John McCain Died On Anniversary Of Ted Kennedy's Death Of The Same Disease

Both senators had an aggressive form of brain cancer called glioblastomas.

Sen. John McCain (R-Ariz.) died Saturday, nine years to the day after Sen. Ted Kennedy (D-Mass.) died of the same rare cancer.

Both men died from of glioblastomas, an extremely form of aggressive brain cancer. McCain was 81; Kennedy was 77.

McCain’s death was jolting for those who admired both men.

Kennedy’s widow, Victoria Reggie Kennedy, honored McCain on Saturday and hailed the Vietnam veteran as an “uncompromising patriot and a man of immeasurable courage.”

Getting to know McCain was “one of the great privileges of my life, and I know my late husband, Ted, felt the same way,” she said, adding that McCain’s example “summons us, in his memory, to live up to what is best in ourselves and to honor what is best in others.”

Victoria Kennedy also honored the differences between the men, noting that McCain was pleased when he successfully negotiated disagreements. He “declared from the floor of the Senate that the proudest and most satisfying moments of his career when he worked with colleagues on both sides of the aisle to address our greatest challenges,” she wrote.

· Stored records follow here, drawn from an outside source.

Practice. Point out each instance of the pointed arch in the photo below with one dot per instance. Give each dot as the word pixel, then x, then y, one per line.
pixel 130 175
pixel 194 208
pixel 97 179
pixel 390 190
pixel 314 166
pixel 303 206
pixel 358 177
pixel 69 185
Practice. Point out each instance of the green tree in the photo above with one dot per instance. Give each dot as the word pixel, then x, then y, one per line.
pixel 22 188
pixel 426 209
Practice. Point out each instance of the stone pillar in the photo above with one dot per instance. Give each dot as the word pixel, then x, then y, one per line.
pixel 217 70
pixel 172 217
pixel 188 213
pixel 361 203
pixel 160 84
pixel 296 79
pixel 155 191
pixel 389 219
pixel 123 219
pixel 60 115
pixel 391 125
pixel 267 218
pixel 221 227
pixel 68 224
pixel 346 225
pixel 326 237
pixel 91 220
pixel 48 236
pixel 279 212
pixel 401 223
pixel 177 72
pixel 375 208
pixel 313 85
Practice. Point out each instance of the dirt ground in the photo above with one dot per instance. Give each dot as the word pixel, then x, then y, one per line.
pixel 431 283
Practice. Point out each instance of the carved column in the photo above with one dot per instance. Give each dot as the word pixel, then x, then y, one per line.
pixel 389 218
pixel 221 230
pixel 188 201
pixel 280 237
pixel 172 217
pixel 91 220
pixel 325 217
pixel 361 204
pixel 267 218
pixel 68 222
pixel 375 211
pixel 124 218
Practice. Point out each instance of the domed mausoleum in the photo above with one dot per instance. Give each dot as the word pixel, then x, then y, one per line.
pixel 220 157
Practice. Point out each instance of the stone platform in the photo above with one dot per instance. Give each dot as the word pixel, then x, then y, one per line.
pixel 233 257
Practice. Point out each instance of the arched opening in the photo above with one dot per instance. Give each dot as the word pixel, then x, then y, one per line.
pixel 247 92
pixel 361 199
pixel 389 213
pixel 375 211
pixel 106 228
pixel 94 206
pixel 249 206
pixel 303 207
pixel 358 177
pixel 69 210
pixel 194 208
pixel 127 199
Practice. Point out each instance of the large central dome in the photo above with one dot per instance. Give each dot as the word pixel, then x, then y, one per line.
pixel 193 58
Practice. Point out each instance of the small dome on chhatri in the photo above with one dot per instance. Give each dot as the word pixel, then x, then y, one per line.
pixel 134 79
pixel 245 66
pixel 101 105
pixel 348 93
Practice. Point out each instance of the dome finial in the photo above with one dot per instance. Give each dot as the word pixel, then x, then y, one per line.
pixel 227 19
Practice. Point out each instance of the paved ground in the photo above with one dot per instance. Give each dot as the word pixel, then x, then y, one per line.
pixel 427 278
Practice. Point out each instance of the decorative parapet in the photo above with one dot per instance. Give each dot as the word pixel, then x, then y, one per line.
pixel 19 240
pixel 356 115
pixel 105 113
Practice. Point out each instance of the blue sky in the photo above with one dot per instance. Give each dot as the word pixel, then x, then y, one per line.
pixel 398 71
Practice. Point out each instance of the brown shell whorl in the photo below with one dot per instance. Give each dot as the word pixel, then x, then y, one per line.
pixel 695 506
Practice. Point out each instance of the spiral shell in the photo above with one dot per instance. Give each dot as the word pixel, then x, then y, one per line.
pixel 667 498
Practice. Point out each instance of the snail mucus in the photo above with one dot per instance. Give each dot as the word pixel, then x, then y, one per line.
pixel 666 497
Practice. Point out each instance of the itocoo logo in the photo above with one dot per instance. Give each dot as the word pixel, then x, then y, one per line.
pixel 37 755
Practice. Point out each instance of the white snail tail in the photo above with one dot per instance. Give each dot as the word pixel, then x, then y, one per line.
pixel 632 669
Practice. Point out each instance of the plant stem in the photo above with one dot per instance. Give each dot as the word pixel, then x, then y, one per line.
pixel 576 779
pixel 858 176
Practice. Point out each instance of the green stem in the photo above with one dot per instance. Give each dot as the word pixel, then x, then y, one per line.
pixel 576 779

“Though he and Teddy had different political philosophies and were from different political parties, they both loved this country and loved each other,” she said.

Others also commented on the sad coincidence, including San Francisco-based activist Barbara Townsend.

Preet Bharara, former U.S. attorney from the Southern District of New York, noted that “history does rhyme.”